Other variables in this file are optional:

mutation_labels: Allows users to map mutation labels to the mutation type ids stored in the outcome files. This will affect how these mutations are labelled in the graphs and tables produced by the pipeline. If not specified, the pipeline will default to usig the SLiM muatation ids specified in the outcome files.

fixation, sfs, fixationprobs: Allow users to specify which mutations to be used for plots and statistics (mean percent error and KL divergence) for a specific outcome through the sub-variable muts. Additionally, they allows users to specify the limits of x axis for the plots of these outcomes using the sub-variable xlim.

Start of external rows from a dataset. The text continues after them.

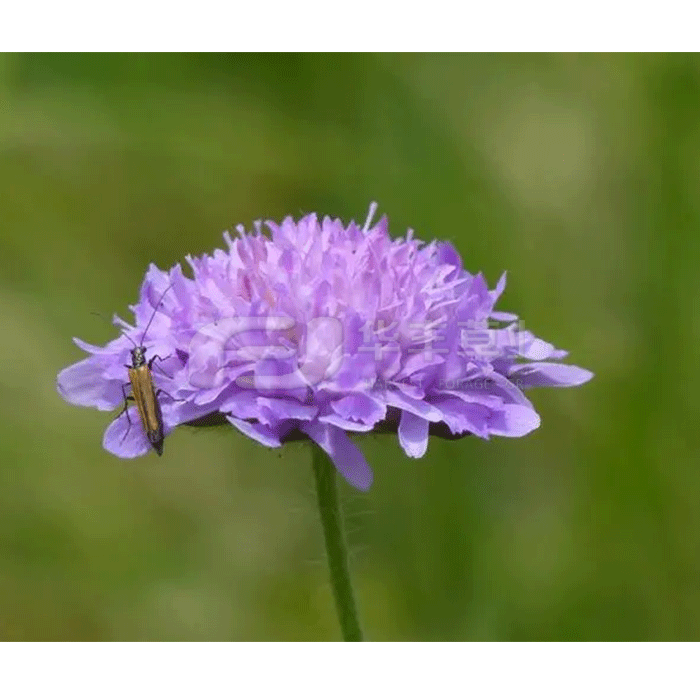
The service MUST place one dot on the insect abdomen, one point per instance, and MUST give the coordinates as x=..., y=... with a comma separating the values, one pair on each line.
x=148, y=405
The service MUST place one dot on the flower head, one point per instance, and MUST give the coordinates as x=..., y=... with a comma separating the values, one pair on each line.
x=323, y=329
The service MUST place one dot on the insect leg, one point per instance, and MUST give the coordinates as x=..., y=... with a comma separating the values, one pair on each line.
x=160, y=369
x=126, y=410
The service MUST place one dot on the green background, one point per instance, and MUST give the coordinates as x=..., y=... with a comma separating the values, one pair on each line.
x=578, y=174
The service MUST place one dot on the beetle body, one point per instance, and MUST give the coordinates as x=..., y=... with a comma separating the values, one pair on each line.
x=145, y=397
x=143, y=392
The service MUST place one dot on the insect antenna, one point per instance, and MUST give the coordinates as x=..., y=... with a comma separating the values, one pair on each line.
x=153, y=315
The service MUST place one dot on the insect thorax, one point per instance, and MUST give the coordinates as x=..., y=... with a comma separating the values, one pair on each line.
x=138, y=357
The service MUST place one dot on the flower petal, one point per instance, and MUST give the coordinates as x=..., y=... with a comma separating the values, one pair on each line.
x=413, y=434
x=346, y=456
x=549, y=374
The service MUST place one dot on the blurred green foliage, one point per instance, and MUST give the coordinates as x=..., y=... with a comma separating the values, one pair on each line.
x=579, y=174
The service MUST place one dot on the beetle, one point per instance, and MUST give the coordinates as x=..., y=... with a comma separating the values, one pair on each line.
x=143, y=391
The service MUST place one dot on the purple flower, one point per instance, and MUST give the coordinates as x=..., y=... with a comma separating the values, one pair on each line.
x=321, y=329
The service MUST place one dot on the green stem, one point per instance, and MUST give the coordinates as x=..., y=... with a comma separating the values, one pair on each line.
x=336, y=549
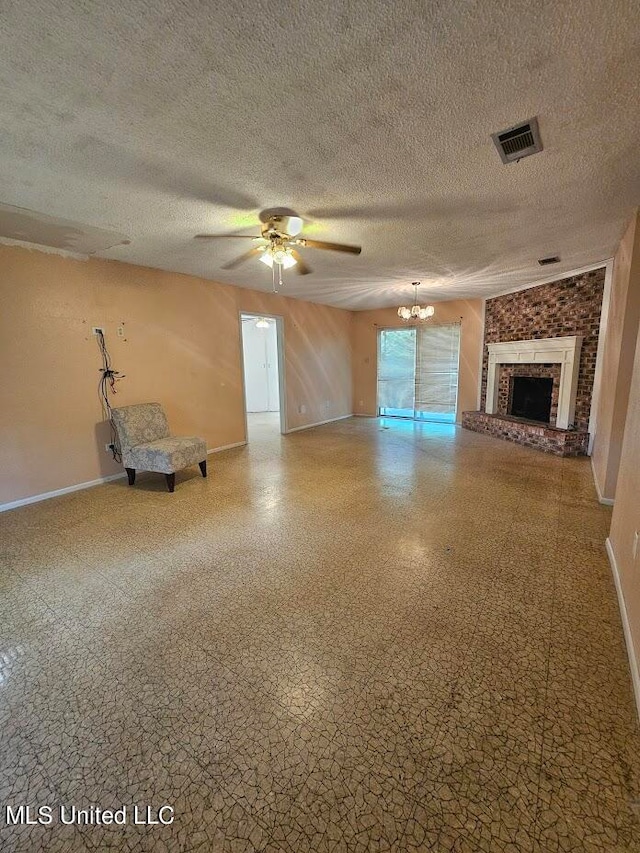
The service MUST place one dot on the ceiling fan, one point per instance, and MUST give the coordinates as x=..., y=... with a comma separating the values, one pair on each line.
x=278, y=243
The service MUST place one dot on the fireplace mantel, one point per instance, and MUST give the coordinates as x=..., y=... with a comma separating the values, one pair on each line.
x=565, y=351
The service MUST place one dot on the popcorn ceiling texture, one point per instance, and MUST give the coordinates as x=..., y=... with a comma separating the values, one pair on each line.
x=570, y=306
x=372, y=119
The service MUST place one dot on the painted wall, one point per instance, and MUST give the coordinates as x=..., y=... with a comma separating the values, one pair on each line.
x=181, y=347
x=625, y=523
x=617, y=360
x=468, y=312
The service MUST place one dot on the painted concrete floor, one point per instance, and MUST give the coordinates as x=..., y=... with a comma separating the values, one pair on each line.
x=354, y=638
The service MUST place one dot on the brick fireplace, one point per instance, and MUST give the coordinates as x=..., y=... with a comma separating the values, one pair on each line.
x=519, y=329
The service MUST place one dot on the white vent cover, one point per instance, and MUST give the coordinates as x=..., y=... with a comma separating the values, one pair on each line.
x=518, y=141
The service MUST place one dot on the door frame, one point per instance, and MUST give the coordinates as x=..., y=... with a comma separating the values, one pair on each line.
x=380, y=329
x=279, y=320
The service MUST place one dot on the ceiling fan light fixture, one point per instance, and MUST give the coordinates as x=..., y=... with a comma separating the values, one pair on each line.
x=294, y=226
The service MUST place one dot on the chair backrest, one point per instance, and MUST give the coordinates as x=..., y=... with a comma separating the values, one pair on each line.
x=139, y=424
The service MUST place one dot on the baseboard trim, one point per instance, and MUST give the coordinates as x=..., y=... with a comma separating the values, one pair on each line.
x=57, y=492
x=605, y=501
x=626, y=627
x=319, y=423
x=226, y=447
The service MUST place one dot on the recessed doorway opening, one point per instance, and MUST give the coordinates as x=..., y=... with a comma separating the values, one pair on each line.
x=263, y=374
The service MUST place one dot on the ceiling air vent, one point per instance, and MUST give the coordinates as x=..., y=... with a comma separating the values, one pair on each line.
x=518, y=141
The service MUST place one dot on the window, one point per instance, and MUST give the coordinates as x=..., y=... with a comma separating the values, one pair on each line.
x=418, y=372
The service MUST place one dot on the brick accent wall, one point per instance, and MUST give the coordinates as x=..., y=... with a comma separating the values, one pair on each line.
x=570, y=306
x=560, y=442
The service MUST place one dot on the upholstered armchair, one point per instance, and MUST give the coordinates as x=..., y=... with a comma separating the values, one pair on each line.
x=146, y=445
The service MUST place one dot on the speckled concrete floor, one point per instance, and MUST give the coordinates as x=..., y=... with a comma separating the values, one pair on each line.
x=355, y=638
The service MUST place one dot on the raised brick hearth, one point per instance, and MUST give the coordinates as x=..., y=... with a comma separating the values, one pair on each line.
x=561, y=442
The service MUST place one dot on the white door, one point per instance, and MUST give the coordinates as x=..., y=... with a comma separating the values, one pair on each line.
x=255, y=367
x=273, y=386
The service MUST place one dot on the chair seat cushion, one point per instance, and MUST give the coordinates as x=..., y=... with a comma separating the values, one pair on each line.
x=167, y=455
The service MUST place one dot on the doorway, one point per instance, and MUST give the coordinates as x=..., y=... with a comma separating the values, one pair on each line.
x=263, y=386
x=418, y=372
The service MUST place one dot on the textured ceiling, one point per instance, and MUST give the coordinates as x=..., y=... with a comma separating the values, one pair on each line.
x=160, y=120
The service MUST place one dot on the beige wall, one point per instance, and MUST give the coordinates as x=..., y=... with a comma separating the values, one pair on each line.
x=625, y=523
x=181, y=347
x=365, y=351
x=617, y=361
x=626, y=511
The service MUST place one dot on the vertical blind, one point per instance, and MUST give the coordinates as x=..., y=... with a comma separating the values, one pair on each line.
x=437, y=356
x=418, y=372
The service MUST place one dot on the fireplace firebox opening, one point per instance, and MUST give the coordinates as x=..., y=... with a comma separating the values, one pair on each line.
x=531, y=398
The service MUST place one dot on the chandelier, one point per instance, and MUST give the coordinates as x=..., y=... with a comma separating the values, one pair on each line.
x=416, y=312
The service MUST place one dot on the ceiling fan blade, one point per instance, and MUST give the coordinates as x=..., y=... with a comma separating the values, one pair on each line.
x=257, y=250
x=227, y=237
x=333, y=247
x=301, y=268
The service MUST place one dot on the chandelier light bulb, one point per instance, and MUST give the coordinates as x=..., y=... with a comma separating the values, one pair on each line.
x=416, y=312
x=288, y=261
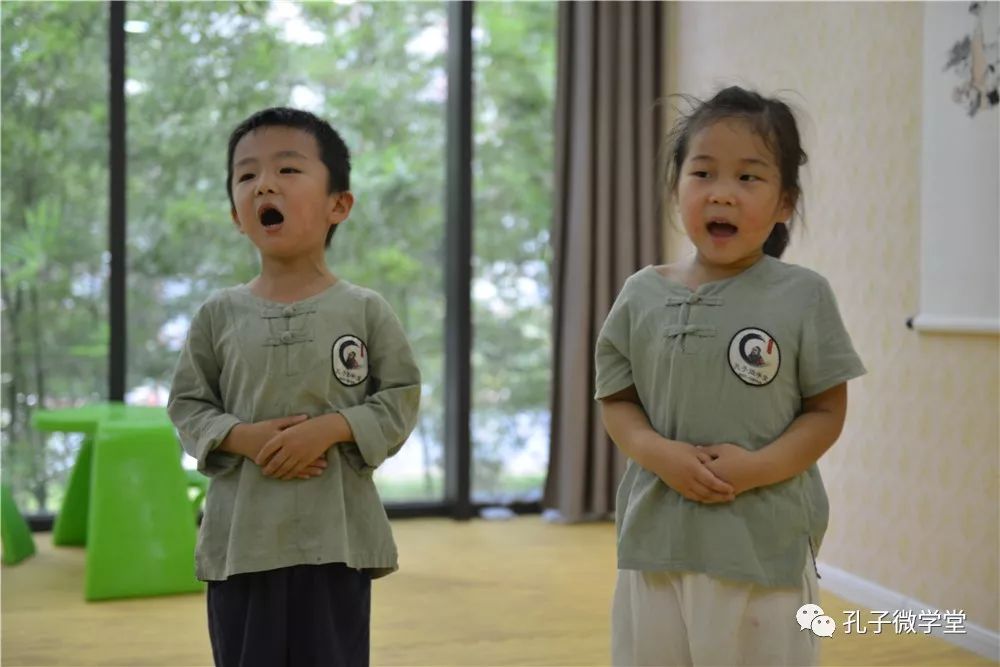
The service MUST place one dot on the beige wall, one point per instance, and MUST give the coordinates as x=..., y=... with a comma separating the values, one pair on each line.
x=913, y=481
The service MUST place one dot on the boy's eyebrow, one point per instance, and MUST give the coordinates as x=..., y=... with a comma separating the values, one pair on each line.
x=279, y=154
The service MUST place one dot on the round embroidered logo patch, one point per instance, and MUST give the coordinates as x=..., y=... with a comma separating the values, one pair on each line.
x=350, y=360
x=754, y=356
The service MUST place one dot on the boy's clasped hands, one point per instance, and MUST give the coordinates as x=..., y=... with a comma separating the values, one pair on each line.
x=285, y=447
x=710, y=473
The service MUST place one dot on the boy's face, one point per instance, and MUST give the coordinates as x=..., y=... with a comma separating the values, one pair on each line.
x=280, y=197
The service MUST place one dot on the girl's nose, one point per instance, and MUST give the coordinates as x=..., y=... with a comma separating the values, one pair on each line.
x=722, y=196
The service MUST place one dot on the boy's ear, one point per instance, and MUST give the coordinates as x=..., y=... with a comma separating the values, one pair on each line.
x=340, y=207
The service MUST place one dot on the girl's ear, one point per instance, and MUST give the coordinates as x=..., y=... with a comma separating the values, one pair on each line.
x=236, y=219
x=787, y=206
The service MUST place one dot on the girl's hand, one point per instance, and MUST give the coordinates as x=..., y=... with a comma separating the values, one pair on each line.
x=738, y=466
x=685, y=469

sample_sizes: Allows users to specify the sample sizes for subsampling of replicates when calculating mean percent error, KL divergence, and average root mean squared error (for LD). Note that the pipeline will always calculate these with all replicates, but users may wish to see the impact of using a smaller sample size. The resulting plots and summary tables will have a suffix denoting the sample size (e.g. fixation_100.svg), with a suffix of 0 denoting the use of all replicates.

Profile

snakemake allows the specification of profiles using the --profile option. Each profile is located in the profile directory, and must contain a config.yml file. This allows the specification of default command-line arguments and a cluster job submission environment. It also allows the specification of job resources for a rule. We have included an example profile for the SLURM utility which also specified default resources and resources for two rules. Please refer to the snakemake profiles documentation for more information.

Running the pipeline

Once all the necessary variables in the config.yml file are specified, the pipeline can be run using the snakemake command. Please note that when not using a profile, snakemake requires specification for the number of cores to be used. For example, this runs the pipeline using 1 core:

snakemake --cores 1

Using the included slurm profile, for example:

snakemake --profile profile/slurm

Pipeline results

Once the pipeline is done, it should produce a full_data.csv file in the specified output_dir. In side the output_dir there should be two directores:

  • graphs: contains all the graphs including graphs of the outcomes, graphs of classifier accuracy, graphs of the mean percent errors, and graphs of KL divergence and root mean squared error (for linkage disequilibrium).

  • summary_stats: contains tables for the average values of the outcomes at each scaling factor, classifier accuracy, and values for mean percent errors, KL divergence, and linkage disequilibrium root mean squared error.